Remaniement ministériel : des choix politiciens qui sèment la « zizanie » en Macronie
Rachida Dati, transfuge du parti LR, et maire du 7e arrondissement de Paris qui qualifiait de traîtres les personnalités PS et LR ayant rejoint Emmanuel Macron au début de son premier quinquennat, vient à son tour de les imiter avec le récent remaniement ministériel. Si on y ajoute la bien curieuse maladresse de la ministre Amélie Oudéa-Castéra, on peut comprendre que cela ait semé la "zizanie" en Macronie.

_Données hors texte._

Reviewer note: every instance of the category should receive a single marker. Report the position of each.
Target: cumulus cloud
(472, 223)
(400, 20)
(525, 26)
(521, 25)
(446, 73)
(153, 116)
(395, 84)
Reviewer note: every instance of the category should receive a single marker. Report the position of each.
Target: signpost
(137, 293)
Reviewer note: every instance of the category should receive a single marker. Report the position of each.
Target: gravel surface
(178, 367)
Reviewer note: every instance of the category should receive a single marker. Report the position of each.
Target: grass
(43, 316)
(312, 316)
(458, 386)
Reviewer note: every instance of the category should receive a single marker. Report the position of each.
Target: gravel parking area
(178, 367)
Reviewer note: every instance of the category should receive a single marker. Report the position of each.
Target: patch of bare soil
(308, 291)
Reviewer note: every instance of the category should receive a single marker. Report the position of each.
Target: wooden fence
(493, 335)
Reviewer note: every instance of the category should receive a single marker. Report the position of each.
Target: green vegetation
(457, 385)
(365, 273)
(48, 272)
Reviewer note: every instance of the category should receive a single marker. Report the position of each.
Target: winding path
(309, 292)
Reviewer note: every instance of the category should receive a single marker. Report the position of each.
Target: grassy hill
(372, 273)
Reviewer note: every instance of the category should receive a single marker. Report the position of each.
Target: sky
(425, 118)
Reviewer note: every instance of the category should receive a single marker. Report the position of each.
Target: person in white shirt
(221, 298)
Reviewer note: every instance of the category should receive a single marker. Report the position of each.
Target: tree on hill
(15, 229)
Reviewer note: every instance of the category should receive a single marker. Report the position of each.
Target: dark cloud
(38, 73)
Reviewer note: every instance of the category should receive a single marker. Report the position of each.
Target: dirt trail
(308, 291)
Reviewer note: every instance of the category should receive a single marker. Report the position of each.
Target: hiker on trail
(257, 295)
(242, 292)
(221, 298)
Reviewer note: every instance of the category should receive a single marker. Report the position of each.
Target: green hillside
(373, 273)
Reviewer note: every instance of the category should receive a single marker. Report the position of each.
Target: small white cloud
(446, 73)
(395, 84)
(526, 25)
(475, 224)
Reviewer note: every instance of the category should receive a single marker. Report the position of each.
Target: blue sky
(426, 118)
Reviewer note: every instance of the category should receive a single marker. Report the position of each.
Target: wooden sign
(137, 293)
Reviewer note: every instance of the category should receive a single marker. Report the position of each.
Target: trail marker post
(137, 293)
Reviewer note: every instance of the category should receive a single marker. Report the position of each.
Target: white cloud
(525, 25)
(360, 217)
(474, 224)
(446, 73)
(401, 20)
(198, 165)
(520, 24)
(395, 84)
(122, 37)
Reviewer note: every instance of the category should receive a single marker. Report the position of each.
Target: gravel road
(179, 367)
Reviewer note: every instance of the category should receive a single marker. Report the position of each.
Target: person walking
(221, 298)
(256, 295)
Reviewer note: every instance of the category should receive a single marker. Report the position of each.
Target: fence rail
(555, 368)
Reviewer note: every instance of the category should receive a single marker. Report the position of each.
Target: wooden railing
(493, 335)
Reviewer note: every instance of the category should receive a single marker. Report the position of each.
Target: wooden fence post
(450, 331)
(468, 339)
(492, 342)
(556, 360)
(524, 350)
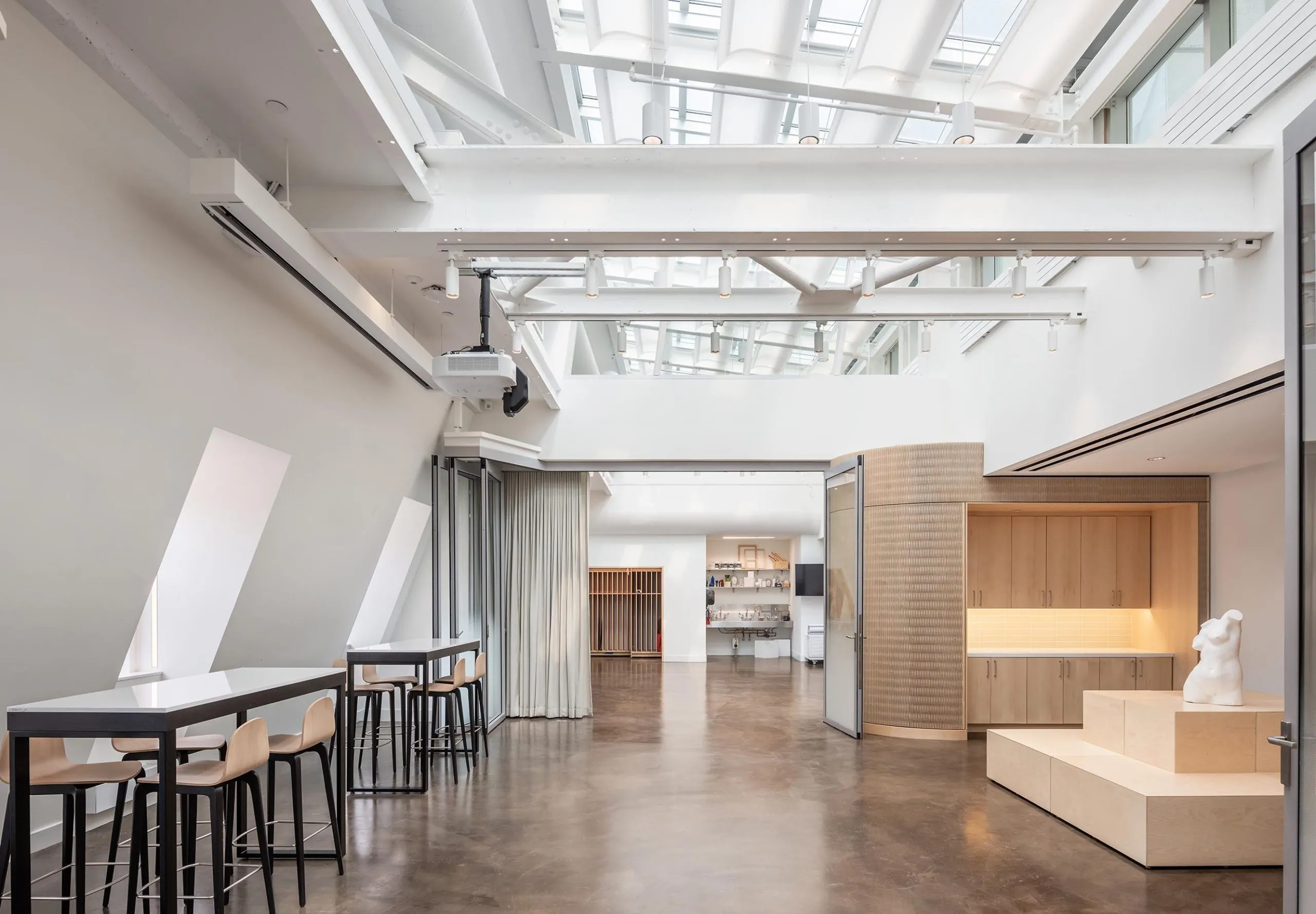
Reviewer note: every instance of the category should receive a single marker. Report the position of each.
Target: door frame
(856, 465)
(1300, 136)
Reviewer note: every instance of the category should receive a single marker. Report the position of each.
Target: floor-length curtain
(548, 596)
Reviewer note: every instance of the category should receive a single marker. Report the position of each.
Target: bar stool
(222, 784)
(53, 774)
(318, 728)
(454, 717)
(374, 693)
(370, 675)
(476, 686)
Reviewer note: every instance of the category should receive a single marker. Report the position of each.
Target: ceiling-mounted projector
(476, 375)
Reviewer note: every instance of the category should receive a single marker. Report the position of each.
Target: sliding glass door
(843, 641)
(495, 591)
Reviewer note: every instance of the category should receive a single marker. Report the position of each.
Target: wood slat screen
(626, 612)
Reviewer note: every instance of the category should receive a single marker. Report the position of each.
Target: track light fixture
(1206, 278)
(591, 277)
(870, 278)
(653, 124)
(962, 131)
(810, 119)
(452, 281)
(1019, 278)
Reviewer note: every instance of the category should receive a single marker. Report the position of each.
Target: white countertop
(1069, 653)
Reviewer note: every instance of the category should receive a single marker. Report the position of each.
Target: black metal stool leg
(120, 801)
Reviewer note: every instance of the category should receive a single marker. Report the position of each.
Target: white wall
(1248, 567)
(682, 562)
(132, 331)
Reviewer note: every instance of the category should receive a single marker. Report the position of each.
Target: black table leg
(168, 809)
(342, 767)
(20, 795)
(424, 729)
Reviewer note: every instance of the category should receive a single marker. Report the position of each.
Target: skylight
(977, 33)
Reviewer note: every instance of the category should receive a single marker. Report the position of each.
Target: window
(144, 653)
(1244, 15)
(1168, 82)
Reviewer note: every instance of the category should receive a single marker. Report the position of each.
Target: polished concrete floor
(716, 788)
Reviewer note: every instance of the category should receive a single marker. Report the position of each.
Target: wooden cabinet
(989, 562)
(1156, 674)
(978, 691)
(1028, 562)
(1045, 691)
(1098, 566)
(1064, 561)
(1081, 675)
(1010, 691)
(1119, 674)
(1134, 562)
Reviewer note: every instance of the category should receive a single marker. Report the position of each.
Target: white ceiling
(1244, 434)
(227, 60)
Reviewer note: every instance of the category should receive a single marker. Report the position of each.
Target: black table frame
(25, 724)
(419, 658)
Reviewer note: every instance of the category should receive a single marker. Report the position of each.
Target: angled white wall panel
(214, 541)
(387, 586)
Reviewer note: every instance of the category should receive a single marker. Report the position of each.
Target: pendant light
(653, 125)
(450, 278)
(810, 124)
(591, 278)
(1019, 279)
(962, 124)
(1206, 278)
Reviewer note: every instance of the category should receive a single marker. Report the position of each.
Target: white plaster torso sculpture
(1218, 678)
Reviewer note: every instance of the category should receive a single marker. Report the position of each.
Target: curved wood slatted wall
(626, 612)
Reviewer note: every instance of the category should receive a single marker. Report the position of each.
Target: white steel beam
(457, 93)
(800, 200)
(224, 183)
(366, 72)
(1052, 303)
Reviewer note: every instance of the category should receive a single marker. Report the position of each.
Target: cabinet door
(978, 691)
(1081, 675)
(1134, 562)
(1027, 562)
(1045, 691)
(1119, 674)
(1010, 691)
(1156, 674)
(989, 562)
(1099, 562)
(1064, 562)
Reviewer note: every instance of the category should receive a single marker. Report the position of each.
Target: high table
(411, 653)
(153, 709)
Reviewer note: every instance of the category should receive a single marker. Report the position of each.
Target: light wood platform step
(1156, 817)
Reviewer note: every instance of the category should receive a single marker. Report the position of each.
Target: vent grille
(473, 362)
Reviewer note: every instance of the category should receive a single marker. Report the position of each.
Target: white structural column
(823, 199)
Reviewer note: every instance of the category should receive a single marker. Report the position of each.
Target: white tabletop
(172, 698)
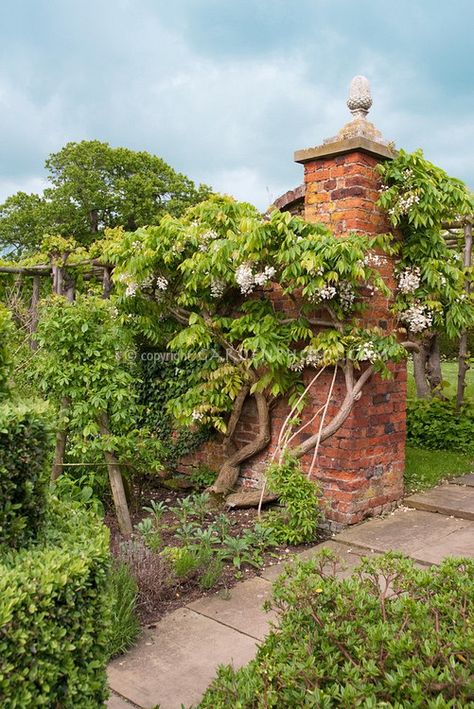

La personnalité politique pour l’une ou justification maladroite donnée lors de sa première rencontre avec des enseignants pour l’autre ont masqué la réalité de ce nouveau gouvernement
La nomination du jeune et brillant Gabriel Attal récent ministre de l’éducation nationale au poste de premier ministre, en remplacement d’Elisabeth Borne qui va redevenir simple députée et pour le ministère de la culture, qui est essentiel pour la connaissance, le savoir, la création et la sauvegarde du patrimoine, au premier rang duquel le rôle des architectes, le débauchage de la très « politicienne » Rachida Dati et ex-éminente personnalité de LR qui va occupé cette fonction où elle est particulièrement controversée, furent à l’avant scène publique de la constitution de ce nouveau gouvernement. Mais, la réalité de ce Gouvernement, malgré la culture de gauche du premier ministre comme l’était sa prédécesseure, par les combinaison politiciennes du président de la république, il a nettement pris un virage à droite… Ce qui est loin d’en rassurer certain(e)s au sein des partis présidentiels, mais pas seulement, notamment les organisations syndicales et associatives de défense des citoyens...
Attention ! Outre la zizanie semée dans les rangs des partis présidentiels, cela n’augure rien de bon pour la suite de la gouvernance à venir de l’ère Macron, car Emmanuel Macron, pour la première fois d’une présidence de la république dans l’histoire de la 5e république un gouvernement ne dispose pas de majorité absolue à l’assemblée nationale et ce ne sont pas les opérations de récupérations diverses à LR qui changeront quoi que ce soit.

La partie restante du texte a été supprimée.